Tengo malas noticias. Esta idea del amor desaparece de las canciones de
amor. No es ninguna trivialidad porque inconscientemente las canciones
levantan acta notarial de la alfabetización sentimental dominante. El
argumentario amoroso de la mayoría de las letras de las canciones es
tremendo. Ayer escuché una canción amartelada cuyo estribillo aullaba un
«no puedo vivir sin ti». Es una expresión muy recurrente en el cancionero
que a fuerza de repetirse parece esculpida en mármol y por tanto
inmunizada a cualquier impugnación. Hace poco también escuché en otra
pieza otro razonamiento igualmente perplejizante: «sin ti la vida duele
menos». Existe una canción tremendamente popular en la que también
alguien recuerda que «sin ti no soy nada». Estas hipérboles son muy
frecuentes en el imaginario.

Padecemos una curiosa propensión a lanzar mensajes negativos en vez de


enfatizar la mejora que supone compartir la vida con alguien que queremos
y que nos quiere. Ayer mismo lo hablaba con un profesor, que está
urdiendo ejercicios para que aprendamos a traducir correctamente los
mensajes y le demos una orientación positiva. Es muy fácil y muy
enriquecedor. En vez de argumentar que «no puedo vivir sin ti» se puede
aclarar que «puedo vivir sin ti, pero preferiría no hacerlo». En vez de soltar
el confuso «sin ti la vida duele menos» podemos afirmar un sencillo
«disfruto más la vida estando juntos». Frente al «sin ti no soy nada»

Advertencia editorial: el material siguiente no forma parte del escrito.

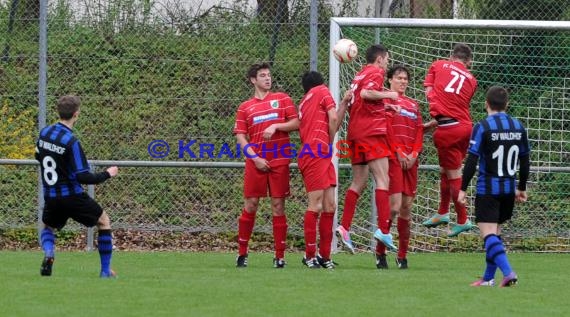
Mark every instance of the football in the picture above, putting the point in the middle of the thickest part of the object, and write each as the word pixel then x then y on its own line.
pixel 345 50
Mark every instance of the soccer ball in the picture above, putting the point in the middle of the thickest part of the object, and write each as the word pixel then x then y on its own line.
pixel 345 50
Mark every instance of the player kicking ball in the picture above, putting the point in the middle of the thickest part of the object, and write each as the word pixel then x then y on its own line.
pixel 64 168
pixel 499 143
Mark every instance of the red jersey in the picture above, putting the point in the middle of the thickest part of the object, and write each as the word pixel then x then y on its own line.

podemos señalar «contigo soy más». Para no caer en esa falacia de que «el
amor me ha hecho sufrir», podemos sincerarnos y aclarar que «el amor no
correspondido me ha hecho sufrir». Podemos permutar el masoquista «yo
aún podía soportar tu tanta falta de querer» (que escuché en la radio hace
unas semanas), por el incomprensible para mí pero más transparente en su
construcción lingüística «quiero estar contigo incluso aunque tú no quieras
estar conmigo». A mí jamás se me ocurriría mantener una relación con
alguien que me soltara esta afirmación escuchada en la estrofa de una
canción: «Yo prefiero morir a tu lado a vivir sin ti». Eso sí, no tengo la
menor duda de que me encantaría estar con alguien que me dijera y a quien
yo pudiera decirle: «Estoy tan a gusto a tu lado que me apena que solo
tengamos una vida por delante». Pura pedagogía en positivo.